Uriel era tão bom para ela!
...
Plínio não sabia que Bruna e Uriel estavam na Capital.
Ele andava muito abatido por causa do escândalo de ter acobertado Célia.
Depois de ser finalmente libertado sob fiança, voltou para casa e foi repreendido por seus pais.
Seu filho, antes tão comportado, começou a causar problemas novamente.
Ora brigava na escola, ora usava o poder da família para intimidar os outros.
Ele já estava no centro das atenções da mídia, e quando descobriram que seu filho, Heitor Lemos, também era um valentão, a imprensa publicou uma série de reportagens.
Nos últimos tempos, as ações do Grupo Lemos caíram drasticamente devido às más decisões de seu presidente, e a empresa estava à beira da falência.
Plínio trancou o filho rebelde na casa da família Lemos e começou a se dedicar aos negócios da empresa.
Já que não foi condenado, ainda havia esperança de salvar a empresa.
Os acionistas o pressionavam para eleger um novo presidente.
Mas o Grupo Lemos era o legado da família Lemos, e ele precisava protegê-lo.
Em meio a esse desespero, um parceiro de negócios do País D o procurou, trazendo uma proposta muito vantajosa.

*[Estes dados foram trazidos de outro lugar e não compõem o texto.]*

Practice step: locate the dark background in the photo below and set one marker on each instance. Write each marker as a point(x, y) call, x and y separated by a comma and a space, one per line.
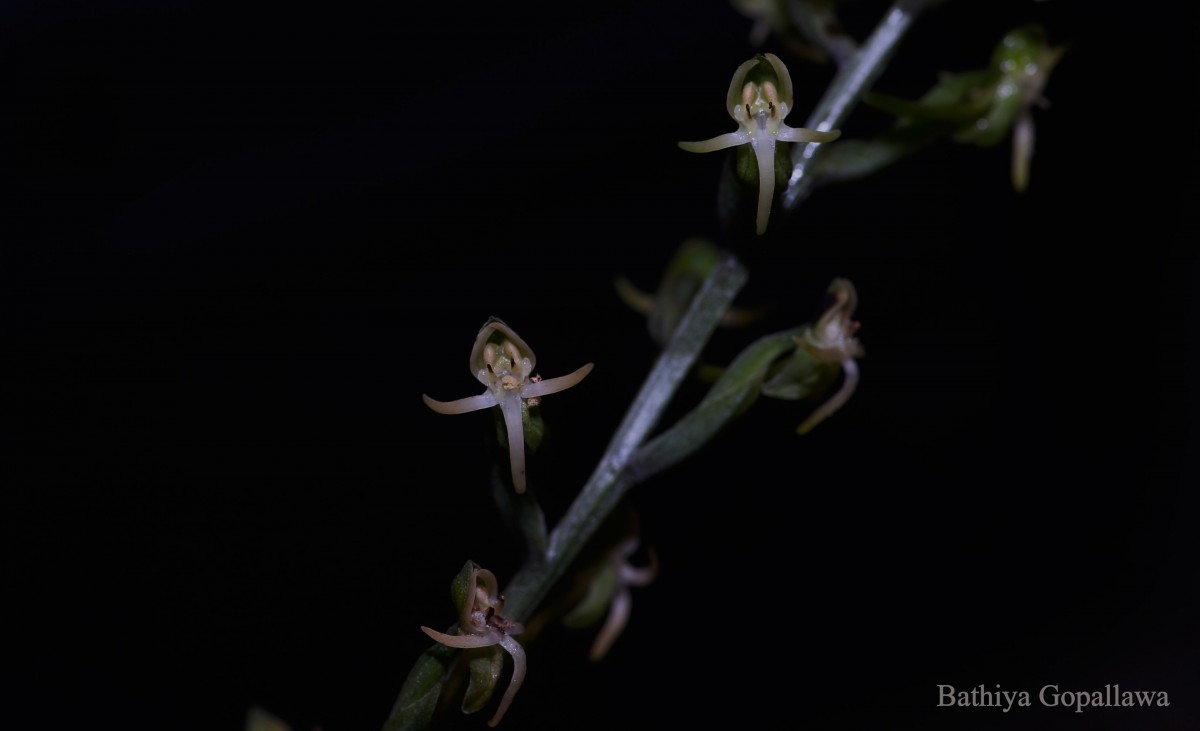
point(241, 239)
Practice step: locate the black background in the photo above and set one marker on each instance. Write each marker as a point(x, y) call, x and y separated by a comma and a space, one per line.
point(241, 239)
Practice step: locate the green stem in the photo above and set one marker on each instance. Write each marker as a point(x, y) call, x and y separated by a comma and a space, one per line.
point(846, 90)
point(610, 480)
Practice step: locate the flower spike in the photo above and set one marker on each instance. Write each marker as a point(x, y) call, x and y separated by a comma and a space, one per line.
point(504, 364)
point(759, 99)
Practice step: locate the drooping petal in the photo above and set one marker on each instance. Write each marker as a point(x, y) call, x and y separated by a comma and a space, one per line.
point(720, 142)
point(510, 407)
point(850, 382)
point(519, 667)
point(1023, 150)
point(552, 385)
point(765, 154)
point(466, 641)
point(472, 403)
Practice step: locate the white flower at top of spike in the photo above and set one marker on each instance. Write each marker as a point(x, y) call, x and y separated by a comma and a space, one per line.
point(760, 97)
point(503, 363)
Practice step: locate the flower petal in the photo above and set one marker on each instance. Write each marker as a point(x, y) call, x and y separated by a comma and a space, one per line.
point(805, 135)
point(519, 666)
point(850, 382)
point(511, 409)
point(615, 623)
point(718, 143)
point(466, 641)
point(472, 403)
point(552, 385)
point(765, 154)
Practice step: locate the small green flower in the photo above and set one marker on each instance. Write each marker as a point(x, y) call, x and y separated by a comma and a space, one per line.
point(759, 100)
point(481, 624)
point(504, 364)
point(609, 593)
point(832, 340)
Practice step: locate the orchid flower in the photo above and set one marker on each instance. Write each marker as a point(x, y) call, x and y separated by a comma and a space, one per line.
point(504, 364)
point(610, 588)
point(483, 625)
point(832, 340)
point(760, 97)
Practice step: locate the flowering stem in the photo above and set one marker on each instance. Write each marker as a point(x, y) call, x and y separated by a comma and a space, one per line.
point(610, 480)
point(846, 90)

Tão vantajosa que poderia salvar todo o Grupo Lemos.
Ele marcou uma reunião com o parceiro para a noite de sexta-feira.
Víctor reservou um camarote e aguardou, tranquilo e confiante, a chegada de Plínio.
Quando Plínio chegou com Heitor, Víctor estava bebendo chá calmamente.
Seu rosto era extremamente enganador: uma aparência de intelectual, de pele pálida como porcelana.
Seus gestos eram nobres e elegantes, e até mesmo ao cumprimentar Plínio e seu filho, sua voz era gentil.
— Vocês chegaram. Sentem-se, por favor. O chá acabou de ser preparado.
Ele empurrou duas xícaras de chá para o outro lado da mesa.
Plínio sentou-se com Heitor.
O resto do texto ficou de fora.